『近鉄球団、かく戦えり』日経ビジネス人文庫 浜田昭八著


ともかく近鉄といったら買い、買いである。


球団が無くなって1年経つくらいなのだが、遠い昔のことのようにも思える。そんなに多くない自分の趣味を奪われた苦い記憶として、しっかりと頭の中に焼きついている。内容はさほど濃くはないが、近鉄球団の成立から、草創期の苦しみ、初優勝へ、10.19、奇跡の代打満塁逆転サヨナラ優勝ホームラン、そして球団の消滅・・・まぎれもない一つの国の歴史であったと感じた。強国となることもなく、為政者の苦心により輝いた時期もあったものの、覇者になることは後一歩で叶わず、そして静かに滅び去っていく、果たして何人が心に留めるのかこの球団を、できれば死ぬまでこの球団を見届けてみたかった。いったいいつになったら優勝してくれるのかと、そればかり考えていた。リーグ優勝を見たときは、家でガンガン飛び上がって、思わず泣いた、そんな人が日本には何人かはいたと思う、例えどんな弱小球団でも、愛する人はいっぱいいたのだ。

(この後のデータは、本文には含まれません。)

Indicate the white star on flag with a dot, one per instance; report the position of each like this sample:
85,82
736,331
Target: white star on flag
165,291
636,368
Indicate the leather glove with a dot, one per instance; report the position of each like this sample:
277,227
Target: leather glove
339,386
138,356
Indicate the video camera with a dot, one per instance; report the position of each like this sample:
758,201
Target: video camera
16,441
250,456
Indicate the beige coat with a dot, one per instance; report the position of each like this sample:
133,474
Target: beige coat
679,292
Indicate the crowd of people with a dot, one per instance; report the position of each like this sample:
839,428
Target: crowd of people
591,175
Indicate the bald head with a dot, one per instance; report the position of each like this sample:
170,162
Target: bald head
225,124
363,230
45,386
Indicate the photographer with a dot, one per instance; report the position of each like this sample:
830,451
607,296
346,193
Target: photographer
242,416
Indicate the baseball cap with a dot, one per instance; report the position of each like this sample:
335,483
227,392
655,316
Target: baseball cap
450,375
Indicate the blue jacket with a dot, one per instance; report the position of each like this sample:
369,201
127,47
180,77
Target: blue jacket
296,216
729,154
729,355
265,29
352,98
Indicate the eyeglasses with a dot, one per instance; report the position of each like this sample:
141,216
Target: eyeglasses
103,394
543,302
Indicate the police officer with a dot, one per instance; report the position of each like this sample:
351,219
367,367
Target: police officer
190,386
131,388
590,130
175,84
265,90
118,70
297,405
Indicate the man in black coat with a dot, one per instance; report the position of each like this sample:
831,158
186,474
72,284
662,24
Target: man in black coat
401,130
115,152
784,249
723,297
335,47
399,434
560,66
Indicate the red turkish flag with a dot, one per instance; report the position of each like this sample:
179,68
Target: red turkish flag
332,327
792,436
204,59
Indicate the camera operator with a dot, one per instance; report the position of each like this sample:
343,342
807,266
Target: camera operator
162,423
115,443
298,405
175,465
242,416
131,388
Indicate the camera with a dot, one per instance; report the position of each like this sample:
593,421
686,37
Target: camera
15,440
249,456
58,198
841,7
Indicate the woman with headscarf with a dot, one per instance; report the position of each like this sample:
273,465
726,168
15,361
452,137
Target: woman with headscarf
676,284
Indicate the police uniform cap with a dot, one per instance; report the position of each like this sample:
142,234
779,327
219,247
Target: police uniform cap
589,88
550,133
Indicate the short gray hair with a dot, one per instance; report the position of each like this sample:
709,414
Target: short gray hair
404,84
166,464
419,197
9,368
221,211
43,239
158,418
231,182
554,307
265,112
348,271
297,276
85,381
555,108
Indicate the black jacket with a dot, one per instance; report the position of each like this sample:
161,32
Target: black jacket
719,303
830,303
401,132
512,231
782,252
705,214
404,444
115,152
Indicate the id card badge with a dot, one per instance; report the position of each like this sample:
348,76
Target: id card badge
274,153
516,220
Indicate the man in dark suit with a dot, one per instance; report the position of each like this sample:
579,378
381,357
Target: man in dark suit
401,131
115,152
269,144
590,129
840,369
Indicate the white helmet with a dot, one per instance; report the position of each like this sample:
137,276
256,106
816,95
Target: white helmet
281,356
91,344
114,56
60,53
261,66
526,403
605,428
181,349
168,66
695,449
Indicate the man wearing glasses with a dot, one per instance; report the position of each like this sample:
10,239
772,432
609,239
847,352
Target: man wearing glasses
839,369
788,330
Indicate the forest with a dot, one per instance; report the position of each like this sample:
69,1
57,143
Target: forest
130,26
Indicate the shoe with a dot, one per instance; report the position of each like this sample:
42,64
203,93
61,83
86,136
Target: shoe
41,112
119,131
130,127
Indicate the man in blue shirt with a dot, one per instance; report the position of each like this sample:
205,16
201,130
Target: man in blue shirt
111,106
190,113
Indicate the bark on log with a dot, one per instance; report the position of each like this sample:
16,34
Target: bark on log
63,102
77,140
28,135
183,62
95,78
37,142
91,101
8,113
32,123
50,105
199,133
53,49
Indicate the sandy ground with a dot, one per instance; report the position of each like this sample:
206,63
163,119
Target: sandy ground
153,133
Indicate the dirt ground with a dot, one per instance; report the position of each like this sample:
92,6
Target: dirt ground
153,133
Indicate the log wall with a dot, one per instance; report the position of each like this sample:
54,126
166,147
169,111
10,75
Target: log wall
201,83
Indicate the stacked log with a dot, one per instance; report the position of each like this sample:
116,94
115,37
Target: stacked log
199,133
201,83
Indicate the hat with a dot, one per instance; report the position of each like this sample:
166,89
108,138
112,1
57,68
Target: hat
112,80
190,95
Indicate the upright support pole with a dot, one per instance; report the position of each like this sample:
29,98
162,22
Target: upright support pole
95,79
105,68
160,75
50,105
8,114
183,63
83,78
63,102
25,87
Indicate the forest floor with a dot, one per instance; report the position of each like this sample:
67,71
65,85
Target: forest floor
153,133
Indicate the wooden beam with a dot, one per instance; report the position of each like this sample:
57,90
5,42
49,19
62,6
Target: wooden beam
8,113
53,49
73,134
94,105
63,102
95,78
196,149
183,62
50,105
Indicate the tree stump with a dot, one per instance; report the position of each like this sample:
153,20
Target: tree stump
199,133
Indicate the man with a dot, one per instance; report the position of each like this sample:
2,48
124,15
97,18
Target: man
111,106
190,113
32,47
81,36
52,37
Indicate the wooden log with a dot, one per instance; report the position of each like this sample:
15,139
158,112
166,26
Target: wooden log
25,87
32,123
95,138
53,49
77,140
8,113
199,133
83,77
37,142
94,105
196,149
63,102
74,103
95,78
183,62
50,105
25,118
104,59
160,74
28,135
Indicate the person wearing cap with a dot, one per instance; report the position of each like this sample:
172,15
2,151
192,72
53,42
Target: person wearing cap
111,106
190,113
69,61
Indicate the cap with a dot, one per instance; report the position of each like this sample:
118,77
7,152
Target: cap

そんな合併の最中で、騒ぎを面白おかしく取り扱ってからかったり、近鉄なんて弱小でファンも少ない球団はいらないなんていった球界関係者もいた。そういった人々が牛耳る日本球界が、今大リーグの危機に晒されている。


近鉄の末裔の選手たちの活躍を見つつ、球界がよくなることを願ってやまない。